Un objecteur de conscience passera la nouvelle année en prison

par l’équipe du + 972 mag

« L’objecteur de conscience Hilel Garmi fut condamné à 10 jours en prison lundi [3 septembre ndlt] après avoir refusé à nouveau de servir dans les Forces de Défense Israéliennes. C’est sa troisième incarcération – 37 jours au total en prison militaire.

Garmi, 18 ans, vient du Kibbutz Yodfat au nord d’Israël. Il a passé du temps en prison pour la première fois en juillet, après avoir été arrêté à son domicile par la police militaire. En ce moment, il a fait la déclaration suivante : « Je sais que je serai fier de cette décision pour le reste de ma vie, sachant qu’en ce moment de vérité, je suis resté fidèle à mes croyances et que j’ai fait la seule chose que me semble morale. Comme je le vois, j’ai choisi de me mettre du bon côté de l’histoire [history ndlt].

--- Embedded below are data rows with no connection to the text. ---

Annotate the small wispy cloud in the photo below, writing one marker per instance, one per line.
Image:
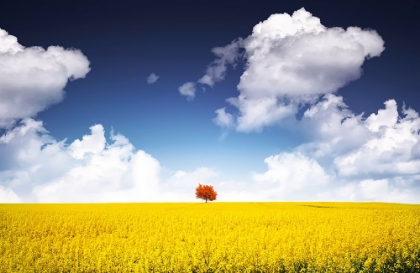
(152, 78)
(188, 90)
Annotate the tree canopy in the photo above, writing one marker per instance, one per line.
(205, 192)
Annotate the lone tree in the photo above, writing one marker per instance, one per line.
(205, 192)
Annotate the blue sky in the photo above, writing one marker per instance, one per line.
(301, 79)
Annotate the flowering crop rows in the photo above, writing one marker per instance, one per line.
(213, 237)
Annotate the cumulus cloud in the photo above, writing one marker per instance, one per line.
(152, 78)
(292, 173)
(226, 55)
(33, 78)
(39, 168)
(188, 90)
(291, 60)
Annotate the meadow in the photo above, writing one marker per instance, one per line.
(212, 237)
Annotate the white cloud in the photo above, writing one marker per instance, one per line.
(216, 71)
(223, 119)
(382, 190)
(292, 172)
(33, 78)
(152, 78)
(391, 148)
(8, 196)
(93, 143)
(291, 60)
(39, 168)
(188, 90)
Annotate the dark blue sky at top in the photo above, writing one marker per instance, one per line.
(125, 41)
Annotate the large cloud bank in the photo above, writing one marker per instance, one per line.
(291, 60)
(33, 78)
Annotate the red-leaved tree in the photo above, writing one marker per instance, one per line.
(205, 192)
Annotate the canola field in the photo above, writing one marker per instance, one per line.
(212, 237)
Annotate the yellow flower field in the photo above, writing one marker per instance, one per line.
(212, 237)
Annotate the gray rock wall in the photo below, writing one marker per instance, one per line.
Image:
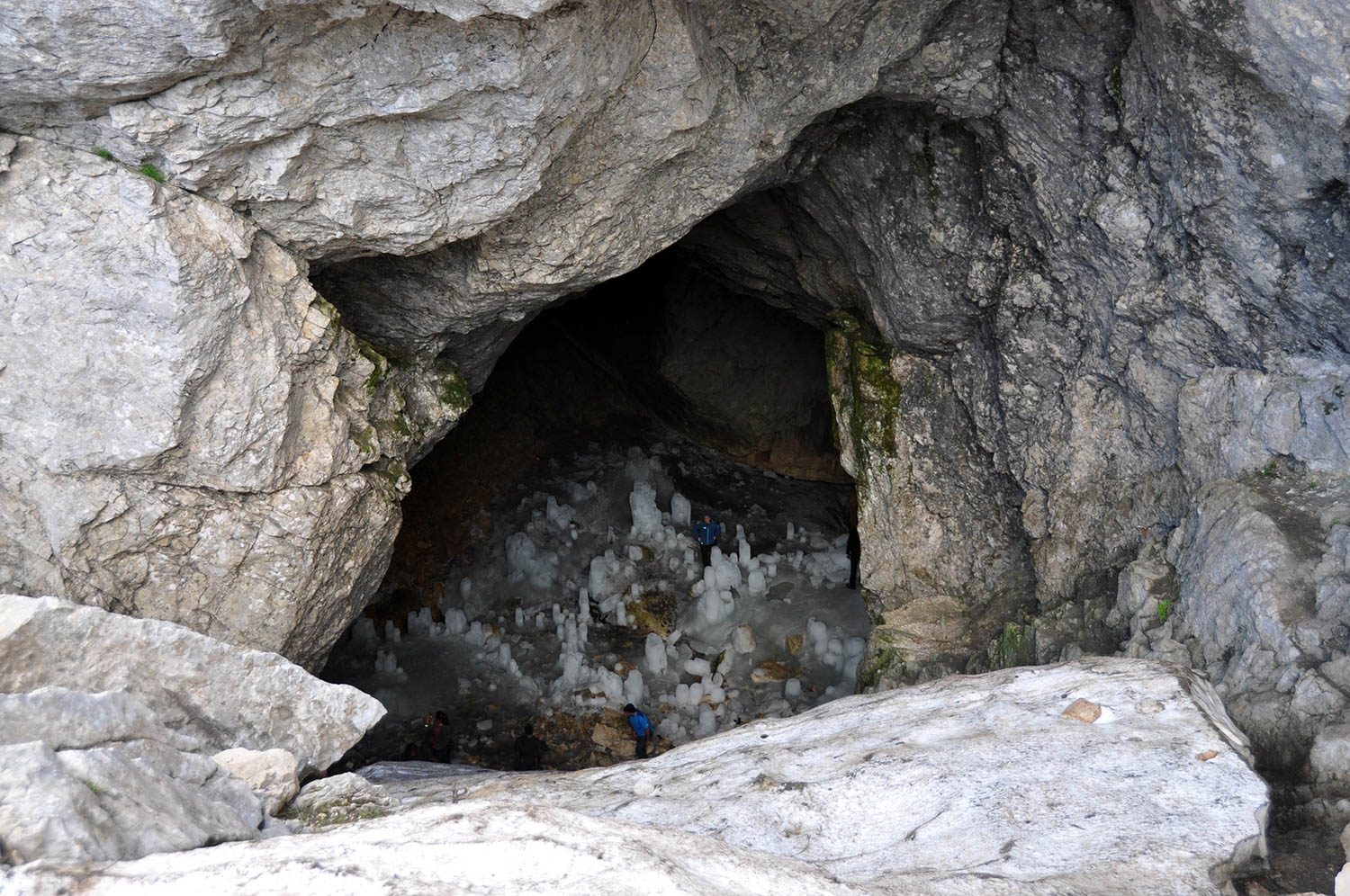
(189, 432)
(1064, 211)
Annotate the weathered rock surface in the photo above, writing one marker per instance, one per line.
(1058, 213)
(99, 777)
(115, 802)
(218, 695)
(272, 775)
(189, 432)
(969, 785)
(1253, 586)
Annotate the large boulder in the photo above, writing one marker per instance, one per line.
(191, 434)
(977, 784)
(216, 695)
(94, 777)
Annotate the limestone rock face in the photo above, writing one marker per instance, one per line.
(189, 432)
(1117, 804)
(99, 777)
(273, 775)
(947, 559)
(1058, 213)
(115, 802)
(1253, 586)
(213, 694)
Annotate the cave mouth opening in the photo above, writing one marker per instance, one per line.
(547, 571)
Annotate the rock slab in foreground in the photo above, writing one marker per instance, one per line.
(960, 785)
(219, 695)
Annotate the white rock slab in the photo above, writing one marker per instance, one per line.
(272, 775)
(960, 774)
(122, 801)
(961, 785)
(216, 694)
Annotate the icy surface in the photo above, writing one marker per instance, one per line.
(969, 784)
(555, 613)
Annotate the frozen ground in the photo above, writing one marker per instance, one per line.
(589, 594)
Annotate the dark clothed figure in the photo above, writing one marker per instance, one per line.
(643, 730)
(707, 533)
(855, 553)
(442, 739)
(529, 750)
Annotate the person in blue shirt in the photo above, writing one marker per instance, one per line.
(642, 729)
(707, 533)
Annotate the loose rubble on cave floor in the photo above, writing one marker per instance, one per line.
(589, 596)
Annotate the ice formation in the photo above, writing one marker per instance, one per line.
(575, 575)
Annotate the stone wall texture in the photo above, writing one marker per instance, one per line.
(1055, 216)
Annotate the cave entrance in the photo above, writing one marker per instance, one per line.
(545, 569)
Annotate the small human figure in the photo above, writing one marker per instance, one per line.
(529, 749)
(442, 739)
(706, 532)
(855, 553)
(643, 730)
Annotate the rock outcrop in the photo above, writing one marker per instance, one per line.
(189, 432)
(108, 728)
(963, 785)
(1050, 216)
(123, 793)
(1253, 586)
(215, 695)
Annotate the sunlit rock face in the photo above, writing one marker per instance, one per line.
(1058, 212)
(1102, 776)
(189, 431)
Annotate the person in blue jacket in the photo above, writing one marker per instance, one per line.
(707, 533)
(642, 729)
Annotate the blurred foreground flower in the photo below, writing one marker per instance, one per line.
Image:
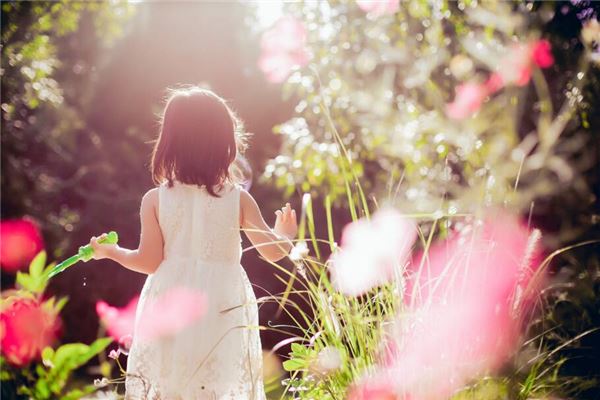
(21, 241)
(461, 321)
(165, 316)
(283, 47)
(372, 252)
(372, 391)
(377, 8)
(26, 328)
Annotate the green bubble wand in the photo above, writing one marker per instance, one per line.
(84, 254)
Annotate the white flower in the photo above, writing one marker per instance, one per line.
(328, 360)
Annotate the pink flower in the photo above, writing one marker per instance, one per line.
(171, 313)
(542, 54)
(373, 391)
(125, 344)
(516, 67)
(378, 8)
(168, 314)
(114, 354)
(283, 48)
(372, 252)
(463, 307)
(26, 327)
(118, 321)
(21, 241)
(468, 99)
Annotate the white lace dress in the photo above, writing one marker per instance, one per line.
(220, 356)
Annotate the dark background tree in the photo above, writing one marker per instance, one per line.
(76, 158)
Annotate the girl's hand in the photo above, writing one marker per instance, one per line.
(101, 250)
(285, 224)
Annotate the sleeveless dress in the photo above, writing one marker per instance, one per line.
(219, 357)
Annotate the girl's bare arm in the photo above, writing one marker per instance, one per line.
(149, 254)
(272, 244)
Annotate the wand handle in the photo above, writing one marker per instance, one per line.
(84, 254)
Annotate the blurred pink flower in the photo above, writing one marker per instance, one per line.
(119, 322)
(283, 47)
(373, 391)
(461, 319)
(468, 99)
(378, 8)
(21, 241)
(372, 252)
(114, 354)
(125, 344)
(515, 68)
(542, 53)
(172, 312)
(26, 327)
(168, 314)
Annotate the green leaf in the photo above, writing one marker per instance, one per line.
(24, 281)
(298, 349)
(37, 264)
(48, 355)
(78, 393)
(293, 365)
(61, 304)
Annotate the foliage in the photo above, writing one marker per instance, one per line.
(46, 84)
(386, 81)
(48, 376)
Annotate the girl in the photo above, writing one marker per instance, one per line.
(191, 238)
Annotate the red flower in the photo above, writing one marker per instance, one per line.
(26, 328)
(283, 48)
(21, 241)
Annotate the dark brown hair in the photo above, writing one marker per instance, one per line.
(199, 140)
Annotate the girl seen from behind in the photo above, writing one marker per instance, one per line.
(190, 237)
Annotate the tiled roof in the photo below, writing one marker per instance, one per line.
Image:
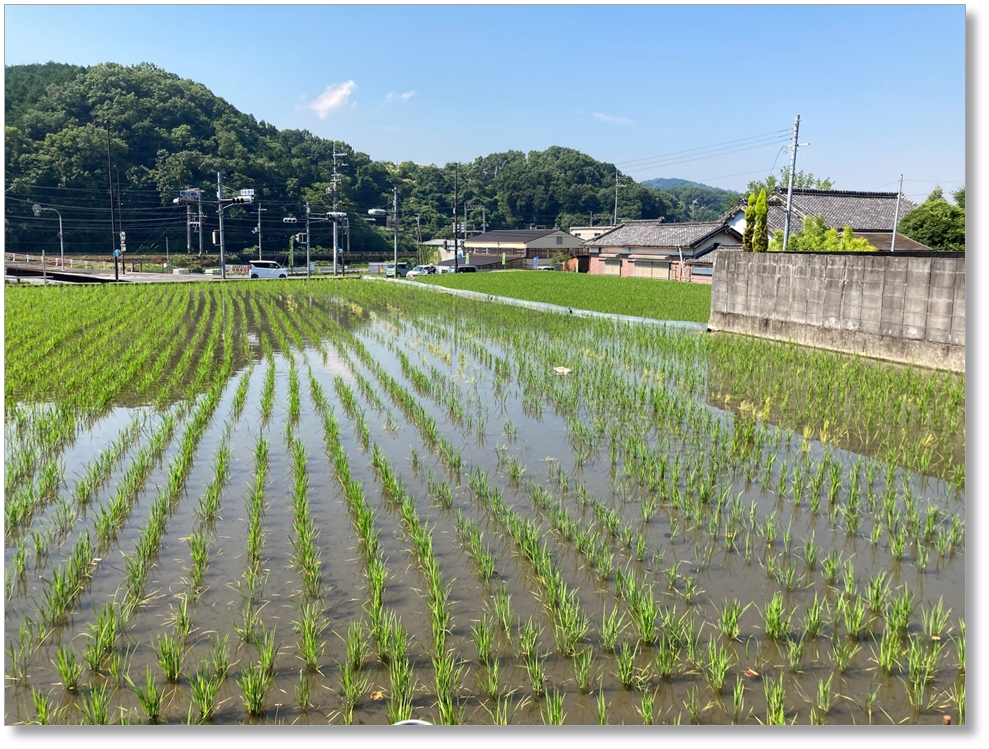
(864, 211)
(708, 257)
(656, 234)
(882, 240)
(511, 235)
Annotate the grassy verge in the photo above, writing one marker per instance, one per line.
(662, 300)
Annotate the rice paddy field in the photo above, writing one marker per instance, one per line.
(312, 502)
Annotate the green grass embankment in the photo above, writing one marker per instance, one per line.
(661, 300)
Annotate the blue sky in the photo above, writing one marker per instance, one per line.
(706, 93)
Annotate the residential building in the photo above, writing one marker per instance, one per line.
(648, 249)
(870, 214)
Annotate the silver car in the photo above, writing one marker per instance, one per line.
(267, 269)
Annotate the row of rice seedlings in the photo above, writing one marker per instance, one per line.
(570, 623)
(349, 402)
(306, 558)
(354, 683)
(447, 671)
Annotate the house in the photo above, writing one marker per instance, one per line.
(870, 214)
(529, 243)
(649, 249)
(589, 232)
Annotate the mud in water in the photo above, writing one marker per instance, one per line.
(694, 500)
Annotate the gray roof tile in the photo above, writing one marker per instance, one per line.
(656, 234)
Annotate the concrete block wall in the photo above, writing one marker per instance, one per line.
(906, 308)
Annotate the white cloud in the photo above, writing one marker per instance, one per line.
(612, 119)
(392, 96)
(336, 96)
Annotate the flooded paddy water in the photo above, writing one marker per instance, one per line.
(313, 502)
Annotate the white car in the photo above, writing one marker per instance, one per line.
(421, 270)
(267, 269)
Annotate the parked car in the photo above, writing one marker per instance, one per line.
(421, 270)
(267, 269)
(403, 270)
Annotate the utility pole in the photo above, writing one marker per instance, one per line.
(789, 189)
(896, 215)
(120, 224)
(456, 199)
(113, 228)
(617, 185)
(258, 229)
(395, 224)
(199, 224)
(219, 209)
(335, 181)
(418, 239)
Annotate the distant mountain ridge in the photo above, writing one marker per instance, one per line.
(665, 183)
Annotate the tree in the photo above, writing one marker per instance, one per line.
(801, 181)
(937, 223)
(749, 224)
(815, 236)
(760, 235)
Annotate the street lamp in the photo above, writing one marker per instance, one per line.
(38, 208)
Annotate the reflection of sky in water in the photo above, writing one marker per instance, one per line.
(543, 442)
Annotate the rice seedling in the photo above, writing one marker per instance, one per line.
(899, 611)
(536, 669)
(169, 654)
(95, 705)
(728, 618)
(693, 704)
(775, 701)
(310, 628)
(205, 684)
(483, 633)
(502, 605)
(46, 713)
(553, 714)
(716, 668)
(582, 662)
(69, 670)
(775, 618)
(795, 649)
(959, 641)
(254, 682)
(625, 656)
(934, 620)
(358, 648)
(738, 713)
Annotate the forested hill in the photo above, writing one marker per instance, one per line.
(167, 133)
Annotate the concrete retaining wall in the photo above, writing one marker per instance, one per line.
(904, 308)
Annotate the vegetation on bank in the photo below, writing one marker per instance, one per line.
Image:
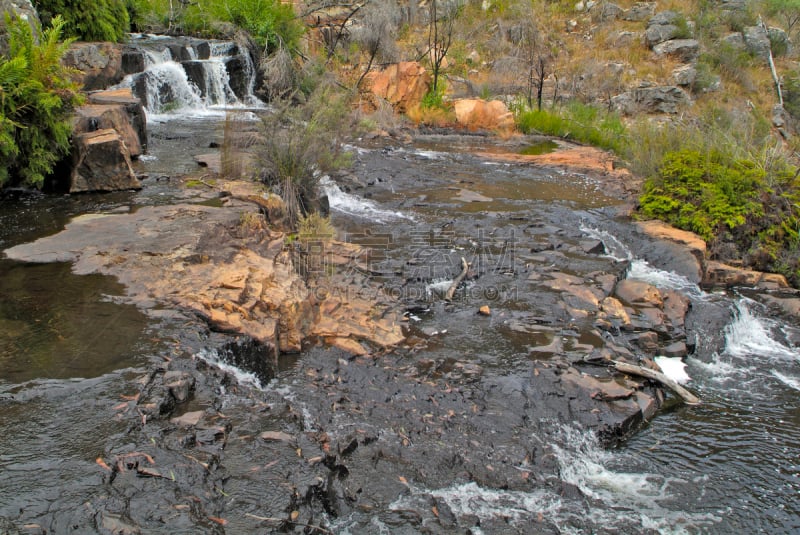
(271, 23)
(37, 97)
(87, 20)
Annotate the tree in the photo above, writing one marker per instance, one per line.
(375, 35)
(441, 24)
(88, 20)
(37, 97)
(788, 11)
(533, 49)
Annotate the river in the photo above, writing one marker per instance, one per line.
(443, 435)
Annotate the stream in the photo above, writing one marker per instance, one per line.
(444, 434)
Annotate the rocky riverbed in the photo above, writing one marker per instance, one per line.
(404, 412)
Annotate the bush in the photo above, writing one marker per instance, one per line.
(88, 20)
(576, 121)
(702, 192)
(271, 23)
(36, 100)
(753, 207)
(299, 145)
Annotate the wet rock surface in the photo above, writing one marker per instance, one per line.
(400, 439)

Dans sa déclaration de refus, Garmi a expliqué, par écrit, qu’il était inspiré par Ahmed Abou Artema, un des organisateurs principaux des manifestations de la Grande Marche de Retour non-violente le long de la frontière avec Gaza. Il écrit : « J’étais impressionné qu’il y ait des gens qui veulent faire face à la situation entre le fleuve du Jourdain et la mer sans avoir recours à la violence. Moi, aussi, je crois à la désobéissance civile – en l’action de la pression non-violente pour faire ressortir le manque de moralité d’un gouvernement. »

Ecouter Hilel Garmi sur Youtube :

https://www.youtube.com/watch?time_continue=10&v=13mP_KZR8S8

Garmi a encore expliqué : « Je sais que presque tous les pays ont besoin d’une armée pour se protéger, mais les armées ne peuvent pas justifier n’importe quelle opération par des problèmes de sécurité et nous avons besoin de déterminer les lignes rouges qui font que, si l’armée les transgresse, nous ne pouvons pas la soutenir. Pour moi, après plus de 50 années d’occupation, les lignes rouges ont été définitivement transgressées. Mon refus du service militaire était personnel au début, mais ces derniers six mois m’ont décidé de rendre mon refus public. Je me suis décidé de le faire parce que je crois que la désobéissance civile peut amener à un changement et toucher le sens de la justice des gens privilégiés entre le fleuve du Jourdain et la mer. D’habitude, on a recours à la désobéissance civile lorsqu’un gouvernement a perdu la source de sa légitime autorité. À mon avis, après 50 ans de règne antidémocratique, le gouvernement entre le fleuve du Jourdain et la mer a perdu son autorité légitime. »

Garmi est accompagné dans sa démarche par « Mesarot », un réseau politique israélien qui soutient les objecteurs de conscience.  Peu avant son incarcération, Garmi a commencé un blog intitulé « Hilel refuse ». Il y publie de petites histoires et des essais qu’il écrit en prison. On pense qu’il sera derrière les barreaux pendant la nouvelle année juive ces jours-ci. 

Une version ce cet article est paru en hébreu sur Local Call. Lisez-le ici. »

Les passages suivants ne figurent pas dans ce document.